Из всего вновь открытого романтиками Средневековья, чью традиционную литературу изучал Гердер, а Брентано и Арним поднимались к истокам столетий по долгой, непрерывной последовательности песен, басен и поговорок, из всего того, что звучало в «волшебном роге мальчика»,{49} Мориц фон Швинд выбрал самые красивые сказки и вдохновлялся ими, иллюстрировал их. Ведь эти сказки, наряду с изобретательским гением народа, отражают изначальную истину, волшебную силу, то, что Новалис считал символом самой высокой и самой глубокой реальности.

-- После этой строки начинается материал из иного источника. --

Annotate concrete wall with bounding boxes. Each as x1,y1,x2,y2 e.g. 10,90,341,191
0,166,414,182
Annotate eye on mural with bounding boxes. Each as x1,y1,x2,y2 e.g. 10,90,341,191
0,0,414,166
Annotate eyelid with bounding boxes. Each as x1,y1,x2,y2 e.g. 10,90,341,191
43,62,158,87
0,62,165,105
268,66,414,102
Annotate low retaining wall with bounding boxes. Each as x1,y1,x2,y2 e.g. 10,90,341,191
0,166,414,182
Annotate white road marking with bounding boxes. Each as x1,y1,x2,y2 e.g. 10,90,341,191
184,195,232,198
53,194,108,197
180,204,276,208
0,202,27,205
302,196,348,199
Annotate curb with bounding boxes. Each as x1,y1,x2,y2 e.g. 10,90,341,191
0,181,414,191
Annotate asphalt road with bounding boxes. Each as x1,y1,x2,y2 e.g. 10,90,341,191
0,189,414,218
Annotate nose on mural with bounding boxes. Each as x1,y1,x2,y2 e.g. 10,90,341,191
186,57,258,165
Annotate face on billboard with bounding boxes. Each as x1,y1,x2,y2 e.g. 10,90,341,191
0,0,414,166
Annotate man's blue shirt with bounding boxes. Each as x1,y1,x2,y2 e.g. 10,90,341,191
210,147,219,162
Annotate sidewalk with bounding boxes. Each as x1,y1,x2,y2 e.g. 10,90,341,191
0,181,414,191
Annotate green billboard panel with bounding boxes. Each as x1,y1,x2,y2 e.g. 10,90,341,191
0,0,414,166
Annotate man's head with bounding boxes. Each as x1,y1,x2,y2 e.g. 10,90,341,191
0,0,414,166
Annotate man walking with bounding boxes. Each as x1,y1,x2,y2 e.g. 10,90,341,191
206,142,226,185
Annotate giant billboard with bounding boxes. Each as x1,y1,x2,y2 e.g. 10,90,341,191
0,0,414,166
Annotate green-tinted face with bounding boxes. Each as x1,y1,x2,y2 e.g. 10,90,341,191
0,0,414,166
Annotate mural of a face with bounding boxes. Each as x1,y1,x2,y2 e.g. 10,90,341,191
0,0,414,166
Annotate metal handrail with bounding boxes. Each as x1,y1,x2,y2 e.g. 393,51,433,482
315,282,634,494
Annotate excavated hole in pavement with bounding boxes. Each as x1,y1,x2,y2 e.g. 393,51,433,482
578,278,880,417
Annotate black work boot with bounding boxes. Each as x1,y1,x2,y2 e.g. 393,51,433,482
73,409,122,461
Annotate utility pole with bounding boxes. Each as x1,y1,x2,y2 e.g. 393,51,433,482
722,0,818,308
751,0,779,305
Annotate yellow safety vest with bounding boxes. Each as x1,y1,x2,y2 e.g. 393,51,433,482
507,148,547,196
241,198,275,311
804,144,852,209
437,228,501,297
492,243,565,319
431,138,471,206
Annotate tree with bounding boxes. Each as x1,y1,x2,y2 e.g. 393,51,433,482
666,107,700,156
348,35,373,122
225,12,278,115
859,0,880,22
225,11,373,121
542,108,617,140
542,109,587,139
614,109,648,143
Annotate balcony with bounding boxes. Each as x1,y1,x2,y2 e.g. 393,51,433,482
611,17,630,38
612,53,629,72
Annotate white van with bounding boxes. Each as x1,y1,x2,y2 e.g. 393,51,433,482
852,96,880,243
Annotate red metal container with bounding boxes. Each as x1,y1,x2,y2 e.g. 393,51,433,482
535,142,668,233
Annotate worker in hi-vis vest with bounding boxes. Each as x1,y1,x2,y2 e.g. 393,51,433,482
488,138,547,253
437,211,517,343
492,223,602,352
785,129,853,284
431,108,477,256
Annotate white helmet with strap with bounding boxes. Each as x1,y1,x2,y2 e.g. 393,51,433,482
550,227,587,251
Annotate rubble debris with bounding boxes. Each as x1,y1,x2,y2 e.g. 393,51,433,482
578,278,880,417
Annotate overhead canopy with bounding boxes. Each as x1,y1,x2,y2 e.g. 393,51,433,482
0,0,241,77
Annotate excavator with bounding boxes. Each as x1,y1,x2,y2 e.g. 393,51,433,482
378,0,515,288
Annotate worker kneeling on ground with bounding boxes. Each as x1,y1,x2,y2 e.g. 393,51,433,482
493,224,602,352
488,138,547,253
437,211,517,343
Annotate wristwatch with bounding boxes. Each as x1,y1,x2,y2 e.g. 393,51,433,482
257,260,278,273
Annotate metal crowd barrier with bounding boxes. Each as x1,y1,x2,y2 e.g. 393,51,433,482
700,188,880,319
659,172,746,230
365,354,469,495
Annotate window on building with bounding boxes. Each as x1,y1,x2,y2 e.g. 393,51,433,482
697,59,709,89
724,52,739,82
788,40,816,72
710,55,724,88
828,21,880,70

Очаровывавшие романтических писателей сказки, начиная с Зеленой змейки и Новой Мелузины Гёте и кончая Гофманом, озаряли радужным светом картины Морица фон Швинда: прекрасная Мелузина, красавица Лау, Семь Воронов, Белоснежка, Кот в сапогах, Золушка были для него неисчерпаемыми источниками вдохновения. Наряду с Рихтером он является превосходным иллюстратором романтических произведений, потому что поэма или сказка только дают толчок его изобретательному воображению, и далекий от того, чтобы придерживаться текста, он «вышивает» по канве, предложенной писателем, с той полной воодушевления и изысканности оригинальностью, которая сообщает редкое изящество и неодолимую силу воздействия всему тому, что он пишет.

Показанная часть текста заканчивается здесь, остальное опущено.